Realistically we cannot expect a perfect condition second-hand car. But we have to be sure there are no major issues in the car as it might cost us a huge amount. Base on your inspection with the help of the mechanics you can assess if the car value is worth buying or not.
In my case, the last car we checked pass to our budget and expectation. We decided to buy it.
I was not aware that here in the Philippines the car’s ownership transfer is not the same on what we know based abroad. Here, on my experience, the deed of sale is open and looks that we are only the second owner, despite not.
The seller and I went to the public notary to do the stamping, requirements are;
- Original copy of Certificate of Vehicle Registration (CR)
- Original receipt of registration (OR)
- LTO Plate number (Original)
- Notarized Deed of sale
- valid ID of the seller/owner and buyer
The cost of notary depends on the declared car selling price, this will be paid by the seller.
After the process from the notary office, the car will be legally purchased.
The overall process of buying a second-hand car in the Philippines looks easy but a bit complicated. Comparing to what we know abroad, the process here looks unsystematic.

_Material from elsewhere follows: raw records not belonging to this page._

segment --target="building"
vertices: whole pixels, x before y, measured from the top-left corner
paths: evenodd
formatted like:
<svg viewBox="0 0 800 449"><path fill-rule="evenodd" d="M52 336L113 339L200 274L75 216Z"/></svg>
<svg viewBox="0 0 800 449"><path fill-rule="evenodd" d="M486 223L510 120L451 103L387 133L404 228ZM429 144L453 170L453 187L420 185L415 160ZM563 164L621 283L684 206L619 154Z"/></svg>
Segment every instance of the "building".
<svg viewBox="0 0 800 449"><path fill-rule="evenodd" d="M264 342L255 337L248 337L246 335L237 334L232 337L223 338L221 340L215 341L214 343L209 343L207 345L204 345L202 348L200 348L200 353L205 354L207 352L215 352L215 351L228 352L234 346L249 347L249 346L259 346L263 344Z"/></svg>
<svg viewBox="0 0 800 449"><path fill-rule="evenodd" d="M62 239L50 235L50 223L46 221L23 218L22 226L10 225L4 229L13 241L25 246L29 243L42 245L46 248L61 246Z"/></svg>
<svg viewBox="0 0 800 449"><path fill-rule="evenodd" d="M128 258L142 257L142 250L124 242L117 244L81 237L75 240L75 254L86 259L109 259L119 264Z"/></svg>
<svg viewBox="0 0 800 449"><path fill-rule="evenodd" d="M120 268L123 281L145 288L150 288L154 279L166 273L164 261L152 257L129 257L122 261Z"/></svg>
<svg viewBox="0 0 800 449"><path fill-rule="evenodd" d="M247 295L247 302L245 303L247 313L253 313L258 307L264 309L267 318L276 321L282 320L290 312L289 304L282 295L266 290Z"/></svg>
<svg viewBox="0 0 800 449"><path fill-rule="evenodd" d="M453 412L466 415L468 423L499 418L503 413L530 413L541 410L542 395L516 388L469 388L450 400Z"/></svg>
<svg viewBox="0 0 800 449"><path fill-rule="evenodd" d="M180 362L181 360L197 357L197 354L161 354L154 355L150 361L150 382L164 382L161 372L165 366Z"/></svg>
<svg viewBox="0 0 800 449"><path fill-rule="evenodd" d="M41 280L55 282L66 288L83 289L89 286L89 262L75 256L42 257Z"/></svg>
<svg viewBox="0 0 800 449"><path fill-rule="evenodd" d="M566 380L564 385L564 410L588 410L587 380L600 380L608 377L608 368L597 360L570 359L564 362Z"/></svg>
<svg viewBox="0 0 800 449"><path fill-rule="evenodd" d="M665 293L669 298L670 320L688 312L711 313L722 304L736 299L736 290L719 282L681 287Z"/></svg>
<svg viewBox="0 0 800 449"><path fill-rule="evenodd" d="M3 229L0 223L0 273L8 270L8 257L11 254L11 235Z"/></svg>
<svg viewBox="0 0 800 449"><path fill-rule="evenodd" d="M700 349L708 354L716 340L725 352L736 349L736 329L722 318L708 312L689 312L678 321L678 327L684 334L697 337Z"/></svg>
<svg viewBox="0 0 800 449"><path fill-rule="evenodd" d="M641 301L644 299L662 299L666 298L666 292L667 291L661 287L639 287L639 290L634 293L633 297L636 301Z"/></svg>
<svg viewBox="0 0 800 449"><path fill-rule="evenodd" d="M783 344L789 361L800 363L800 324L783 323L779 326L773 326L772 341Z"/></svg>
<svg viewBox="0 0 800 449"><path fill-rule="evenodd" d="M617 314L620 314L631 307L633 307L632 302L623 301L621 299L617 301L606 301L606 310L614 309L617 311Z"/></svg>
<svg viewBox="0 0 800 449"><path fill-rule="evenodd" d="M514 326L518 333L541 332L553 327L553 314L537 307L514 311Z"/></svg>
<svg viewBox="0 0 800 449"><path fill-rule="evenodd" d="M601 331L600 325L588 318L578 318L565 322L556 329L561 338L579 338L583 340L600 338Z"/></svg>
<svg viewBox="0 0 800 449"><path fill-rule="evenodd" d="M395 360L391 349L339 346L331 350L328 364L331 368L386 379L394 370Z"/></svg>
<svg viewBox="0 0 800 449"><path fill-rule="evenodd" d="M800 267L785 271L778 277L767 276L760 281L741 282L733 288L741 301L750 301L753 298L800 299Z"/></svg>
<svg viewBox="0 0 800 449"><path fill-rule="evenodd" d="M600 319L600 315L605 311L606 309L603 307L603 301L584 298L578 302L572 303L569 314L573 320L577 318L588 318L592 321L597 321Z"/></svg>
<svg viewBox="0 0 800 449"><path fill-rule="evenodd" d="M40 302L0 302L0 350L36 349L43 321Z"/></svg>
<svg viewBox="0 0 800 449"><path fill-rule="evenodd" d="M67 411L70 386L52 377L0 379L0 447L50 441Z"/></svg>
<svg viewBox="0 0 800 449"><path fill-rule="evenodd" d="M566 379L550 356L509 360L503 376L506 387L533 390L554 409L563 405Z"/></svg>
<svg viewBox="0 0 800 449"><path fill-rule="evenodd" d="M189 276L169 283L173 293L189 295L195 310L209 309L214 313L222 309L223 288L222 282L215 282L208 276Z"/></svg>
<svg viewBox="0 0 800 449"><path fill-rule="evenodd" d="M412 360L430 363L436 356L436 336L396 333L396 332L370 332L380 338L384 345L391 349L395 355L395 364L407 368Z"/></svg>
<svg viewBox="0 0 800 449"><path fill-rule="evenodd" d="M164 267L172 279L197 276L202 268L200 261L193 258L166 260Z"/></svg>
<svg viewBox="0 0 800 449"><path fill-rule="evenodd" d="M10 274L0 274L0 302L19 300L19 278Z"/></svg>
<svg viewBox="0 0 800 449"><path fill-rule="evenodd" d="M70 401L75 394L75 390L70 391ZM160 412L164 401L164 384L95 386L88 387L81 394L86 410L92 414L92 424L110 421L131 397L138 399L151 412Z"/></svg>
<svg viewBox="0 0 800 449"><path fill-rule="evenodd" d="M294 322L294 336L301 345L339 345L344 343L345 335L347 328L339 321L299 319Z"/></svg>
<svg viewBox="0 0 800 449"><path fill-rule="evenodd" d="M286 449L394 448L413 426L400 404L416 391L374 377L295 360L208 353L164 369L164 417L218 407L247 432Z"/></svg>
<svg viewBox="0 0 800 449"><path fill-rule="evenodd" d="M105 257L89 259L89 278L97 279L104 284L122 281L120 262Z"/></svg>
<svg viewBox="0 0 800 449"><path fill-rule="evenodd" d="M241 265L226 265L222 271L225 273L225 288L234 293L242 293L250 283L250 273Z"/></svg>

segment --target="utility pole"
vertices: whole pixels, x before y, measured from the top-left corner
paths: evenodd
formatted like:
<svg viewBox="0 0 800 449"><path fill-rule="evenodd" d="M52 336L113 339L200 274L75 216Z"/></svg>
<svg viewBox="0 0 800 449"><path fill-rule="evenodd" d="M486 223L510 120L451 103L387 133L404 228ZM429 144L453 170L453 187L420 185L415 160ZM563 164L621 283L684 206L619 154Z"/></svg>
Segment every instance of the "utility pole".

I am just thankful that my father has extensive knowledge of the process, he guides us and thankfully all went well.
While for the car performance, as expected no matter our thorough checking during the inspection, there are some hidden issues that occur a few days after driving it. Though we assume for that, but it is still disappointing at some parts.
Despite these incidents, we didn’t regret choosing a second-hand car over a brand new one.